Tech companies could be looking to do the same, especially with artificial intelligence expected to impact as much as 25% of all U.S. jobs, including many tech jobs.

“Wayfair is committed to Boston and that’s allowed them to grow, but at the end of the day, they’re still paying a comparatively high real estate cost to other markets and can hire similar personnel elsewhere,” White said.

There may have been a string of early 2020 tech layoffs in Boston, but there have also been some industry wins.

Boston-based restaurant tech firm Toast is now valued at $4.9B after a $400M round of fundraising. Its revenue increased 109% in 2019 due to thousands of new restaurants using its payment hardware, Toast announced last month.

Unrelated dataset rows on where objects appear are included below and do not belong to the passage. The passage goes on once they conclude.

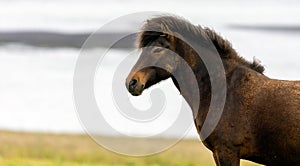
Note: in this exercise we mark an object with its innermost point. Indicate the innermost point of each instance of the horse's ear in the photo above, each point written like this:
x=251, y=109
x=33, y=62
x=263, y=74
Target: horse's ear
x=165, y=30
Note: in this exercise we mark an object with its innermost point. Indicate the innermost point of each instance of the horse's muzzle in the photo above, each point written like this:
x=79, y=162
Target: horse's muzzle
x=135, y=87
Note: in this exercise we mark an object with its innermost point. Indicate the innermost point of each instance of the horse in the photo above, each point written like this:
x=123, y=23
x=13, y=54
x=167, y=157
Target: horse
x=260, y=121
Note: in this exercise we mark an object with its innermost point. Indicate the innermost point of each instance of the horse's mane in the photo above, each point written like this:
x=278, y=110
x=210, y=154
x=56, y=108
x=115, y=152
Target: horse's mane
x=152, y=29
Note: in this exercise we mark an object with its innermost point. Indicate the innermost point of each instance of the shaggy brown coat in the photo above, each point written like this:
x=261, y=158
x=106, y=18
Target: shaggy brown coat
x=261, y=117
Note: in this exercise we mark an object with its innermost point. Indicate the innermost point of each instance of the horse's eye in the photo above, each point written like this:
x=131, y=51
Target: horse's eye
x=157, y=50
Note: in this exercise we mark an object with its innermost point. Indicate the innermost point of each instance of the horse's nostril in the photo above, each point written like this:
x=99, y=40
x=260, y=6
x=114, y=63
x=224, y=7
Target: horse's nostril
x=132, y=83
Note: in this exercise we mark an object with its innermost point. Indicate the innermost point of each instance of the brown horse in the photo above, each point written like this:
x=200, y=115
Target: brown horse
x=261, y=116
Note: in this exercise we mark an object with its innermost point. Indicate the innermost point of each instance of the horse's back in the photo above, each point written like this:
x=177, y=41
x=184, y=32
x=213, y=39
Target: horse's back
x=272, y=110
x=278, y=122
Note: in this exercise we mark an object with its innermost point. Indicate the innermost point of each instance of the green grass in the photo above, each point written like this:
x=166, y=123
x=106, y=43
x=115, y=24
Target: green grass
x=34, y=149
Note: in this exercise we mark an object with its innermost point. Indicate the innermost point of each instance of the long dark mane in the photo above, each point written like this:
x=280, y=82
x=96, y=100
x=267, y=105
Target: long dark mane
x=152, y=29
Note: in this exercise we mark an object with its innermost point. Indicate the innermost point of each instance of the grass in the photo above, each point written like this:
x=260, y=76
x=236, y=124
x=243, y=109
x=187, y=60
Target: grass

Following its planned merger with sportsbook technology provider SBTech, DraftKings is expected to be valued at $3.3B. The fantasy sports company is headquartered in Back Bay and has the leading U.S. market share for sports betting, according to Morgan Stanley.

Amazon continues to expand its tech reach across Greater Boston, with new offices planned for Medford and the Seaport.

There are 23,764 open tech jobs across Massachusetts — with more than 9,000 in Boston alone, according to Burning Glass Labor Insight data. That is more than 1,000 more open positions than there were at the end of 2019.

The collective, ongoing growth is enough to offset the layoffs, according to one of the state’s leading tech voices.

“When you look at each of the examples [of layoffs], there are real business reasons for it and [it] doesn’t reflect a larger trend in the economy,” said Pat Larkin, director of the Massachusetts Technology Collaborative Innovation Institute. “We don’t view what happened as a trend.”

Professional, scientific, technical services and information tenants, which encompass the TAMI sectors, have the largest office footprint in Boston, with a little more than 34% of the overall office sector, according to Newmark Knight Frank. TAMI tenants accounted for 40% of all office transactions in Boston’s central business district last year.

Despite the layoffs, strong demand coupled with job growth from burgeoning sectors like cybersecurity and digital health keep brokers and landlords cautiously optimistic in signing deals with tech tenants.

“Landlords don’t want a repeat of the bust era and are being mindful to sign tenants that can perform to the lease terms they have available,” Catlin said.